De-duping from the above, the following binaries need to be dealt with (through obfuscation or some other means):

go/src/debug/macho/testdata/clang-amd64-darwin-exec-with-rpath
go/src/archive/zip/testdata/go-no-datadesc-sig.zip
go/src/debug/macho/testdata/fat-gcc-386-amd64-darwin-exec
go/src/debug/macho/testdata/gcc-amd64-darwin-exec
go/src/compress/gzip/testdata/issue6550.gz
go/src/debug/macho/testdata/clang-386-darwin-exec-with-rpath
go/src/cmd/internal/buildid/testdata/a.macho
go/src/debug/macho/testdata/gcc-386-darwin-exec

Is it saying the binaries need any particular hardened runtime entitlements, or just that all binaries need to be signed as having a hardened runtime?

@aclements just that the binaries must have the hardened runtime enabled. It doesn’t (and likely won‘t/can’t?) say what entitlements a binary needs.

Change https://golang.org/cl/208118 mentions this issue: all: base64-encode binaries that will cause Apple notarization to fail

Change https://golang.org/cl/208219 mentions this issue: [release-branch.go1.13] all: base64-encode binaries that will cause Apple notarization to fail

Change https://golang.org/cl/208220 mentions this issue: [release-branch.go1.12] all: base64-encode binaries that will cause Apple notarization to fail

@gopherbot please open a backport for 1.12 and 1.13 since otherwise Apple will reject future point releases of those versions

Backport issue(s) opened: #35747 (for 1.12), #35748 (for 1.13).

Remember to create the cherry-pick CL(s) as soon as the patch is submitted to master, according to https://golang.org/wiki/MinorReleases.

Backport issue(s) opened: #35747 (for 1.12), #35748 (for 1.13).

Remember to create the cherry-pick CL(s) as soon as the patch is submitted to master, according to https://golang.org/wiki/MinorReleases.

I wonder why tests and test data need to be shipped in releases. People interested in that can always retrieve it from the source repository. Has that been considered?

@nightlyone, it has, several times. The main reason we continue to include them is that when a user reports a problem, it's nice to be able to ask them "What does go test syscall or go test -v os say?". That's a question they can easily answer. If we make them do a new download, build, and parallel install, they're very unlikely to do so. Admittedly this debugging procedure doesn't happen too often, though.

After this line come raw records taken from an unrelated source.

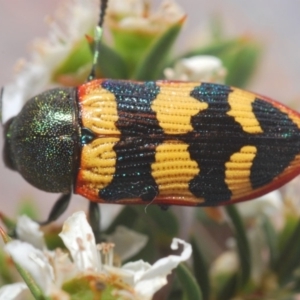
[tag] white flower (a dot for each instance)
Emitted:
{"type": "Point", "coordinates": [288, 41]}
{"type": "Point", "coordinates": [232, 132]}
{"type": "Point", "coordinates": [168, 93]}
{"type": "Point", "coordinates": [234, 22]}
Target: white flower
{"type": "Point", "coordinates": [127, 242]}
{"type": "Point", "coordinates": [135, 15]}
{"type": "Point", "coordinates": [29, 231]}
{"type": "Point", "coordinates": [73, 20]}
{"type": "Point", "coordinates": [15, 291]}
{"type": "Point", "coordinates": [50, 269]}
{"type": "Point", "coordinates": [197, 68]}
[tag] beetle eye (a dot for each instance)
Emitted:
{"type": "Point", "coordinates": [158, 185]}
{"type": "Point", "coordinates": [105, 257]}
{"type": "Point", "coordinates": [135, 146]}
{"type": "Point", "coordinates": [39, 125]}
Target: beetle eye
{"type": "Point", "coordinates": [8, 161]}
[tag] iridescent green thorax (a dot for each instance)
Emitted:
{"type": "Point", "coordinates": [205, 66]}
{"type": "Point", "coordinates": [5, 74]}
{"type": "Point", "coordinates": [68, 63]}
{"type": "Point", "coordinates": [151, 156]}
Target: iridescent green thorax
{"type": "Point", "coordinates": [41, 142]}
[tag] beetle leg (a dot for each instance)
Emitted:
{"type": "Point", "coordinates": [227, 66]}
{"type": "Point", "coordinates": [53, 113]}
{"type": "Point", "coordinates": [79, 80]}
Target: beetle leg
{"type": "Point", "coordinates": [58, 208]}
{"type": "Point", "coordinates": [94, 217]}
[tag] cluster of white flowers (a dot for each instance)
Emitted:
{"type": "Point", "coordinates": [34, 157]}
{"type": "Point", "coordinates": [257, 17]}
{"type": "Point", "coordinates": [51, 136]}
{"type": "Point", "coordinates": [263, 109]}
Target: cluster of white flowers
{"type": "Point", "coordinates": [51, 269]}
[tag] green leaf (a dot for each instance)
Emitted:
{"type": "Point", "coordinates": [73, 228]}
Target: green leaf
{"type": "Point", "coordinates": [131, 45]}
{"type": "Point", "coordinates": [228, 288]}
{"type": "Point", "coordinates": [153, 61]}
{"type": "Point", "coordinates": [271, 239]}
{"type": "Point", "coordinates": [5, 272]}
{"type": "Point", "coordinates": [191, 290]}
{"type": "Point", "coordinates": [288, 260]}
{"type": "Point", "coordinates": [242, 245]}
{"type": "Point", "coordinates": [29, 208]}
{"type": "Point", "coordinates": [215, 49]}
{"type": "Point", "coordinates": [165, 221]}
{"type": "Point", "coordinates": [241, 64]}
{"type": "Point", "coordinates": [200, 270]}
{"type": "Point", "coordinates": [79, 57]}
{"type": "Point", "coordinates": [111, 64]}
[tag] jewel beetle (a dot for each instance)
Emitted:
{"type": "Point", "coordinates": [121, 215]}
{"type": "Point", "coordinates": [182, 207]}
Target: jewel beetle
{"type": "Point", "coordinates": [161, 142]}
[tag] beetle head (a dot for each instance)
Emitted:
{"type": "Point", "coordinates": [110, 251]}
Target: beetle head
{"type": "Point", "coordinates": [41, 142]}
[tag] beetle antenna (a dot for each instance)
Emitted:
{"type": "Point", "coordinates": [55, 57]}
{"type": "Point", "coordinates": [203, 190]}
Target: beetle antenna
{"type": "Point", "coordinates": [97, 39]}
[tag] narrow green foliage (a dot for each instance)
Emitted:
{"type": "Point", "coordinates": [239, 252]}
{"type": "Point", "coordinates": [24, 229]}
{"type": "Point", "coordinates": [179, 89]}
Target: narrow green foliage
{"type": "Point", "coordinates": [79, 57]}
{"type": "Point", "coordinates": [200, 270]}
{"type": "Point", "coordinates": [153, 61]}
{"type": "Point", "coordinates": [288, 260]}
{"type": "Point", "coordinates": [242, 245]}
{"type": "Point", "coordinates": [191, 290]}
{"type": "Point", "coordinates": [111, 65]}
{"type": "Point", "coordinates": [127, 217]}
{"type": "Point", "coordinates": [241, 64]}
{"type": "Point", "coordinates": [271, 239]}
{"type": "Point", "coordinates": [29, 208]}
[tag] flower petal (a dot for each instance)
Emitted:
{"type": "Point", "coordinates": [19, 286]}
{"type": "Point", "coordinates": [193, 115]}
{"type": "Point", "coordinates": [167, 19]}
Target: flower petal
{"type": "Point", "coordinates": [78, 237]}
{"type": "Point", "coordinates": [29, 231]}
{"type": "Point", "coordinates": [13, 291]}
{"type": "Point", "coordinates": [127, 242]}
{"type": "Point", "coordinates": [34, 261]}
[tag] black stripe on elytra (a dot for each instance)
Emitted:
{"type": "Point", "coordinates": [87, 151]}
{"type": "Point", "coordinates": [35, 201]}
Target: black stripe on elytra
{"type": "Point", "coordinates": [135, 116]}
{"type": "Point", "coordinates": [216, 136]}
{"type": "Point", "coordinates": [277, 146]}
{"type": "Point", "coordinates": [135, 151]}
{"type": "Point", "coordinates": [132, 178]}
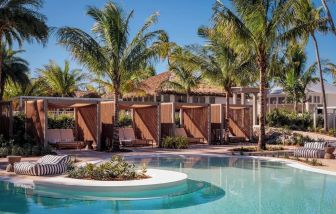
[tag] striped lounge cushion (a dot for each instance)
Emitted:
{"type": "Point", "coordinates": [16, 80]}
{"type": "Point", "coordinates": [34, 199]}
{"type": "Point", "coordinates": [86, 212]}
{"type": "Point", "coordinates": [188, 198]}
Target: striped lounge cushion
{"type": "Point", "coordinates": [47, 165]}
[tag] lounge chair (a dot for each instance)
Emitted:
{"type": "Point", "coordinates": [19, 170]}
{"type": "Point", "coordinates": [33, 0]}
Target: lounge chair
{"type": "Point", "coordinates": [63, 138]}
{"type": "Point", "coordinates": [127, 138]}
{"type": "Point", "coordinates": [311, 150]}
{"type": "Point", "coordinates": [47, 165]}
{"type": "Point", "coordinates": [181, 132]}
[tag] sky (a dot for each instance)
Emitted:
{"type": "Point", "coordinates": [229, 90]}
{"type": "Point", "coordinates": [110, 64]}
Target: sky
{"type": "Point", "coordinates": [179, 18]}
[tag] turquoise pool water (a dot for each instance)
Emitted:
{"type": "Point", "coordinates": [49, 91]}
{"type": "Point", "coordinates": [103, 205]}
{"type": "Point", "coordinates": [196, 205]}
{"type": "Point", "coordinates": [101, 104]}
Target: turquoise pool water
{"type": "Point", "coordinates": [216, 185]}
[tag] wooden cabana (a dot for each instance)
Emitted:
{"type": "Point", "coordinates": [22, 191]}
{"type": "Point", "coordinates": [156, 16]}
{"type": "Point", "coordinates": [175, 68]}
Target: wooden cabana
{"type": "Point", "coordinates": [86, 114]}
{"type": "Point", "coordinates": [145, 120]}
{"type": "Point", "coordinates": [6, 119]}
{"type": "Point", "coordinates": [194, 118]}
{"type": "Point", "coordinates": [240, 121]}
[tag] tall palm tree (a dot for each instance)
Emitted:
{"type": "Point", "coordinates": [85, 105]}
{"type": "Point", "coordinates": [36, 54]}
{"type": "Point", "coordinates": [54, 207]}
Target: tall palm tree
{"type": "Point", "coordinates": [307, 21]}
{"type": "Point", "coordinates": [14, 69]}
{"type": "Point", "coordinates": [293, 77]}
{"type": "Point", "coordinates": [331, 69]}
{"type": "Point", "coordinates": [254, 29]}
{"type": "Point", "coordinates": [57, 81]}
{"type": "Point", "coordinates": [222, 66]}
{"type": "Point", "coordinates": [111, 52]}
{"type": "Point", "coordinates": [185, 77]}
{"type": "Point", "coordinates": [331, 20]}
{"type": "Point", "coordinates": [20, 21]}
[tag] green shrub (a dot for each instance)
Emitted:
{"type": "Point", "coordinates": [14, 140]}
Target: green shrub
{"type": "Point", "coordinates": [61, 122]}
{"type": "Point", "coordinates": [125, 120]}
{"type": "Point", "coordinates": [284, 119]}
{"type": "Point", "coordinates": [115, 169]}
{"type": "Point", "coordinates": [178, 142]}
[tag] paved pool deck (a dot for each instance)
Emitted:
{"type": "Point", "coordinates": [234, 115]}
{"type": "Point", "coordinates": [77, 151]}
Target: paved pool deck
{"type": "Point", "coordinates": [217, 150]}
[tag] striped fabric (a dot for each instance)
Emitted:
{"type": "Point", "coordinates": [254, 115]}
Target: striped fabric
{"type": "Point", "coordinates": [47, 165]}
{"type": "Point", "coordinates": [311, 150]}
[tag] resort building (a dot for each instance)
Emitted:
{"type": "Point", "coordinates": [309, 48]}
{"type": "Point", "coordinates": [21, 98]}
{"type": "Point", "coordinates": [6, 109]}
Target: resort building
{"type": "Point", "coordinates": [277, 98]}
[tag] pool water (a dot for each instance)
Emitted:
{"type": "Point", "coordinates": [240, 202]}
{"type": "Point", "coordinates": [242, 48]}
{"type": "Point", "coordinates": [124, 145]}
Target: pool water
{"type": "Point", "coordinates": [215, 185]}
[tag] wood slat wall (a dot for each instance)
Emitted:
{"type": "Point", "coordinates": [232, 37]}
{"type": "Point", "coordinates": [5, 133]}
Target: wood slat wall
{"type": "Point", "coordinates": [145, 121]}
{"type": "Point", "coordinates": [195, 122]}
{"type": "Point", "coordinates": [5, 118]}
{"type": "Point", "coordinates": [167, 127]}
{"type": "Point", "coordinates": [35, 119]}
{"type": "Point", "coordinates": [87, 123]}
{"type": "Point", "coordinates": [107, 117]}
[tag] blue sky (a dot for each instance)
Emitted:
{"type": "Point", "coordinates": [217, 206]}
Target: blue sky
{"type": "Point", "coordinates": [180, 18]}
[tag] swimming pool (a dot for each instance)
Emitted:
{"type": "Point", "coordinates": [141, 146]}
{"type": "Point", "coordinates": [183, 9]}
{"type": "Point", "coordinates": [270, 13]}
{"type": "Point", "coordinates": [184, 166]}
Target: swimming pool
{"type": "Point", "coordinates": [216, 185]}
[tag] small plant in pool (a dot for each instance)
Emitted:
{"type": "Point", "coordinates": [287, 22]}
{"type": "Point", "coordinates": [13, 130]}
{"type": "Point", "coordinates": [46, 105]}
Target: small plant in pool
{"type": "Point", "coordinates": [117, 169]}
{"type": "Point", "coordinates": [178, 142]}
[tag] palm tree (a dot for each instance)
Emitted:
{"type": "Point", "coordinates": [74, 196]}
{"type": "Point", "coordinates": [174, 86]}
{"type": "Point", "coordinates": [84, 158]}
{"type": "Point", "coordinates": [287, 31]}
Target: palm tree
{"type": "Point", "coordinates": [33, 88]}
{"type": "Point", "coordinates": [14, 69]}
{"type": "Point", "coordinates": [184, 77]}
{"type": "Point", "coordinates": [254, 29]}
{"type": "Point", "coordinates": [57, 81]}
{"type": "Point", "coordinates": [293, 77]}
{"type": "Point", "coordinates": [331, 20]}
{"type": "Point", "coordinates": [307, 21]}
{"type": "Point", "coordinates": [331, 68]}
{"type": "Point", "coordinates": [222, 66]}
{"type": "Point", "coordinates": [20, 21]}
{"type": "Point", "coordinates": [111, 52]}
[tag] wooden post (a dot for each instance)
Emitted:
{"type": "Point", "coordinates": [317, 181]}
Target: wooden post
{"type": "Point", "coordinates": [11, 119]}
{"type": "Point", "coordinates": [45, 128]}
{"type": "Point", "coordinates": [98, 127]}
{"type": "Point", "coordinates": [209, 124]}
{"type": "Point", "coordinates": [173, 118]}
{"type": "Point", "coordinates": [221, 113]}
{"type": "Point", "coordinates": [159, 125]}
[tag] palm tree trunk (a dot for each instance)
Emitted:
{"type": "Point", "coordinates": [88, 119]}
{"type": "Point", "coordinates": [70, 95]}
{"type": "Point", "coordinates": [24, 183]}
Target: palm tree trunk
{"type": "Point", "coordinates": [325, 113]}
{"type": "Point", "coordinates": [262, 116]}
{"type": "Point", "coordinates": [331, 21]}
{"type": "Point", "coordinates": [227, 117]}
{"type": "Point", "coordinates": [1, 82]}
{"type": "Point", "coordinates": [115, 140]}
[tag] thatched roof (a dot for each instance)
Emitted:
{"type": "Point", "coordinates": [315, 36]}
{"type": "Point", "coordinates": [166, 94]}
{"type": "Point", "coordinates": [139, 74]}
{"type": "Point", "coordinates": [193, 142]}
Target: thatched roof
{"type": "Point", "coordinates": [152, 86]}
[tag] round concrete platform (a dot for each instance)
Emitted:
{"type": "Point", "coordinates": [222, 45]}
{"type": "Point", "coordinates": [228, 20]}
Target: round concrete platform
{"type": "Point", "coordinates": [158, 179]}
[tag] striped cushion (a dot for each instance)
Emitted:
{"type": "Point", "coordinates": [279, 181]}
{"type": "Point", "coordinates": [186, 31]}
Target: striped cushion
{"type": "Point", "coordinates": [54, 159]}
{"type": "Point", "coordinates": [309, 153]}
{"type": "Point", "coordinates": [47, 165]}
{"type": "Point", "coordinates": [315, 145]}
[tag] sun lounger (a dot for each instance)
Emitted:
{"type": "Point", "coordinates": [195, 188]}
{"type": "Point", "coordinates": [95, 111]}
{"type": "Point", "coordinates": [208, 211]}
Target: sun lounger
{"type": "Point", "coordinates": [127, 138]}
{"type": "Point", "coordinates": [47, 165]}
{"type": "Point", "coordinates": [311, 150]}
{"type": "Point", "coordinates": [181, 132]}
{"type": "Point", "coordinates": [63, 138]}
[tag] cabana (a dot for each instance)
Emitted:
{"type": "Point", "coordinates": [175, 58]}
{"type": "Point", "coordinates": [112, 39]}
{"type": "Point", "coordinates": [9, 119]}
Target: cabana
{"type": "Point", "coordinates": [240, 121]}
{"type": "Point", "coordinates": [145, 122]}
{"type": "Point", "coordinates": [86, 114]}
{"type": "Point", "coordinates": [6, 119]}
{"type": "Point", "coordinates": [194, 121]}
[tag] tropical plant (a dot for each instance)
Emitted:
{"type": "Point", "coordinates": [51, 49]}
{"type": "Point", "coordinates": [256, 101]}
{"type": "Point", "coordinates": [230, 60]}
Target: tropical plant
{"type": "Point", "coordinates": [222, 65]}
{"type": "Point", "coordinates": [254, 29]}
{"type": "Point", "coordinates": [307, 21]}
{"type": "Point", "coordinates": [57, 81]}
{"type": "Point", "coordinates": [111, 53]}
{"type": "Point", "coordinates": [292, 75]}
{"type": "Point", "coordinates": [184, 76]}
{"type": "Point", "coordinates": [115, 169]}
{"type": "Point", "coordinates": [331, 69]}
{"type": "Point", "coordinates": [330, 18]}
{"type": "Point", "coordinates": [14, 69]}
{"type": "Point", "coordinates": [20, 21]}
{"type": "Point", "coordinates": [32, 88]}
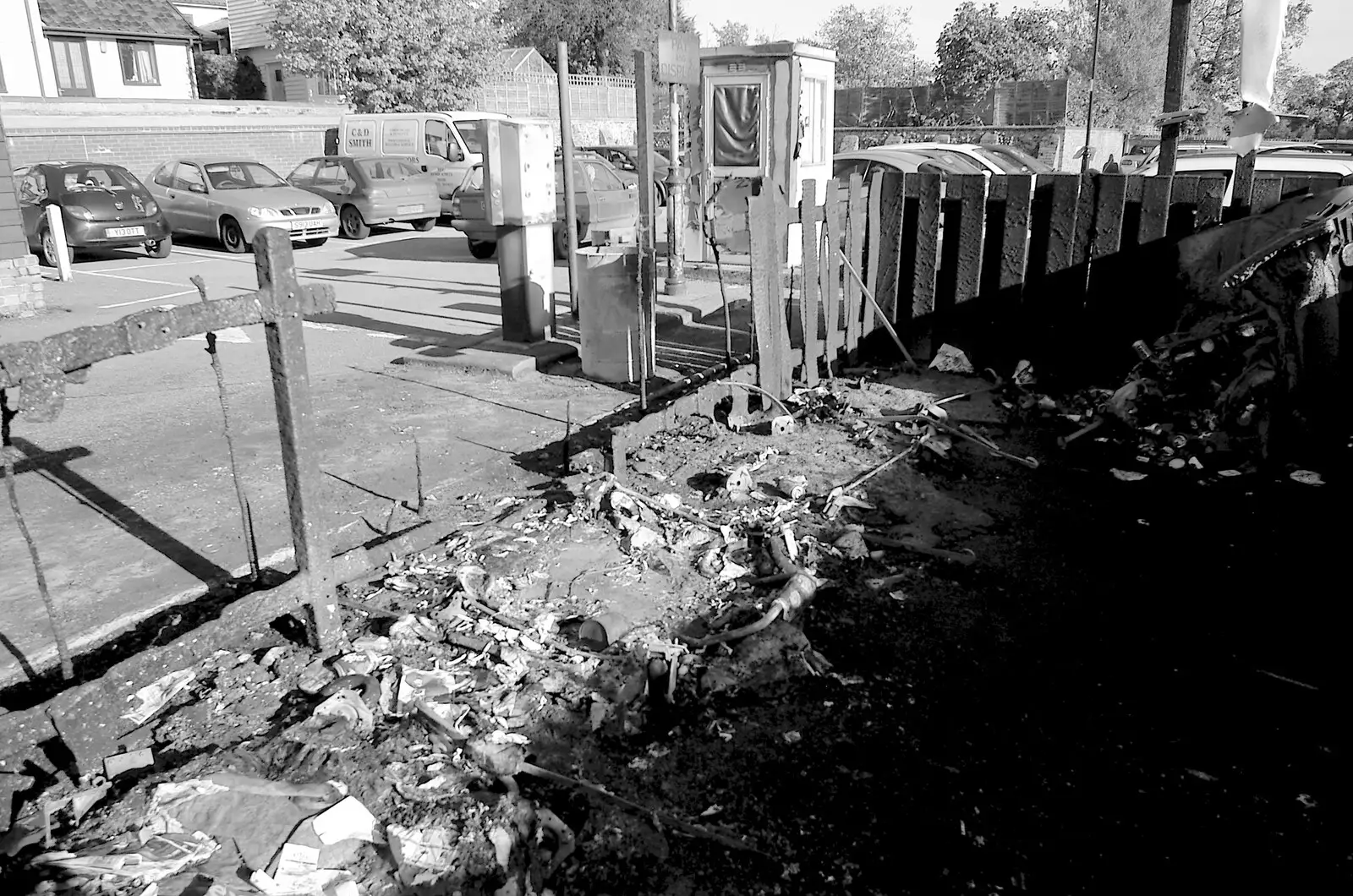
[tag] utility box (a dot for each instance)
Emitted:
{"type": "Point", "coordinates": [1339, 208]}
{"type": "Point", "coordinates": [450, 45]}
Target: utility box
{"type": "Point", "coordinates": [762, 118]}
{"type": "Point", "coordinates": [518, 173]}
{"type": "Point", "coordinates": [520, 200]}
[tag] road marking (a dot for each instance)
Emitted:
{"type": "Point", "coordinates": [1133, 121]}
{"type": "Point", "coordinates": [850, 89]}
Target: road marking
{"type": "Point", "coordinates": [331, 328]}
{"type": "Point", "coordinates": [229, 335]}
{"type": "Point", "coordinates": [155, 298]}
{"type": "Point", "coordinates": [137, 267]}
{"type": "Point", "coordinates": [115, 276]}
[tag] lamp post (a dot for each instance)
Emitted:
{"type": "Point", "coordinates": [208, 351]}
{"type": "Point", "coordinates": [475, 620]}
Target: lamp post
{"type": "Point", "coordinates": [1089, 101]}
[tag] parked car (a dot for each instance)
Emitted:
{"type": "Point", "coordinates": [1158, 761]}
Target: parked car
{"type": "Point", "coordinates": [893, 159]}
{"type": "Point", "coordinates": [233, 199]}
{"type": "Point", "coordinates": [994, 159]}
{"type": "Point", "coordinates": [626, 161]}
{"type": "Point", "coordinates": [601, 199]}
{"type": "Point", "coordinates": [371, 191]}
{"type": "Point", "coordinates": [1268, 166]}
{"type": "Point", "coordinates": [101, 206]}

It also seems desirable for go test all to have the same behavior regardless of how the Go toolchain was installed, particularly in module mode (where all is actually a reasonable thing to want to test).

Change https://golang.org/cl/208227 mentions this issue: [release-branch.go1.12] cmd/vendor: remove _test.go and testdata files

Change https://golang.org/cl/208266 mentions this issue: cmd/release, cmd/releasebot: clean up unused code

I've run an altered all.bash that signs (with the hardened runtime enabled) the toolchain binaries and all tests passed on macOS 10.15.1.

We plan to enable the hardened runtime for the 1.14 beta (scheduled for early December) and see if anything breaks. If everything looks good, we'll enable it for all releases moving forward.

Just to reiterate what Andy said, the hardened runtime will be enabled for the go1.14 beta release.

I've confirmed with @bcmills that https://github.com/golang/go/issues/36572 should not be considered a blocker for go1.14rc1. I'm going to recommend that we close this issue. @andybons @dmitshur @toothrot

Sounds good. With the hardened runtime enabled as of Go 1.14 beta 1, I don't believe there's anything left to do here other than to watch for any issues if they're reported, but new issues can be opened for that.

I'll let one of @andybons or @toothrot confirm and close this issue since they're currently assigned to it.

Yes this looks to be fixed. If we discover any issues during the notarization stage of a release we'll open a new issue.